All packages, except in the U.S., include airfare. Most tours are 10 days and range in price from $2,945 to $3,895. Marston said packages include fuel surcharges, hotel, most meals, a bike (VBT owns 2,500 Fuji road and hybrid bikes worldwide), helmet and transfers.

All tours are limited to 14 to 20 travelers and include two experienced guides and van support. The company has 150 guides worldwide who are bilingual and trained in first aid and CPR.

The six-day U.S. packages (without airfare) range from $1,395 for the Classic Vermont tour to $2,045 for the Cape Cod and Martha’s Vineyard tour.

VBT’s most popular bike tour is Italy’s Tuscan coast.

On a typical European tour, customers will bike and stay in one location for a couple of days before moving on by van to the next hotel.
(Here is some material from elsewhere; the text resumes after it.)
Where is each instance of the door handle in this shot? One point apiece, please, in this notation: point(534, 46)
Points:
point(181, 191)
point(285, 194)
Daily bike excursions are about 20 miles with the van shuttling the group back to the hotel. Marston said customers also have the option of biking back to the hotel. He said there is plenty of free time for customers to get out on their own.

One lunchtime stop on the Tuscan tour is an olive oil mill.

“They put together this incredible, incredible buffet of Italian delicacies,” he said. “It’s just unbelievable.”

Marston said the company goes to great lengths to ensure customers have an exceptional experience, from the screening of guides to the selection of hotels. “That’s how we control the quality,” he said. “If it’s not up to standard, and folks don’t like it, we change it.”

The company has 35 employees in Bristol and seven full-time employees in Europe.

Marston said the company has outgrown the Bristol farm campus. Plans are to build a 4,000-square-foot addition to the barn. In the interim, the company has moved eight employees to temporary office space at the nearby Bristol Works complex.

Robin Scheu, executive director of the Addison County Regional Development Corp., said VBT has been a steady contributor to the local economy.

“I know they do a lot of things internationally as well, but they also have tours around here,” Scheu said. “Which means they bring people from outside the region and the state to Vermont, and that’s always a good thing too.”

When Middlebury College history professor John Freidin started the company 40 years ago, Vermont Bicycle Touring, as it was known at the time, offered three-day cycling tours that rarely ventured beyond Vermont’s borders.

Freidin said he gained some experience running a four-week bike trip in Massachusetts for American Youth Hostels during the summer of 1962. The idea for VBT came to him when he and several friends went on an overnight cycling trip.

“Four of us went off on an overnight ride and about the middle of the afternoon of the first day I just got this flash that people would love to bicycle in Vermont, if they knew the best places to ride, had a cozy inn to stay in at night and good food to eat, and somebody along who could help them with mechanical problems, if they needed that,” Freidin said.

He added that starting the company also gave him an exit from the world of academia, “which was not the greatest fit for me.”

At the time, Vermont Bicycle Touring was the first company of its kind in the United States to offer adult-based tours.

“I think he had the notion you could have an adult level of what had just been high school-age kids doing youth hostel tours,” said Greg Gerdel, chief of research and operations at the Vermont Department of Tourism and Marketing.

Since then, Gerdel said, several companies have picked up on Freidin’s model of setting up van-supported trips as tour members make their way to different inns each night.

“I think the first thing I noticed there was a California company doing Vermont tours in Vermont,” said Gerdel, who describes himself as an avid cyclist.

Freidin, who sold the company in 1986, said the company’s continued success is tied to the reputation it has developed over the years.

“I’m very pleased that it’s continued to be so successful and to run trips the customers really like,” Freidin said, “and to be a place where employees enjoy working very much.”

Marston, who credits his employees for the company’s success, wouldn’t disagree.

“Our guests send an evaluation back to us at the end of their trip, and we monitor what they say and we adjust based on what they tell us,” he said. “And if we’re not doing a good job, we want to fix it.”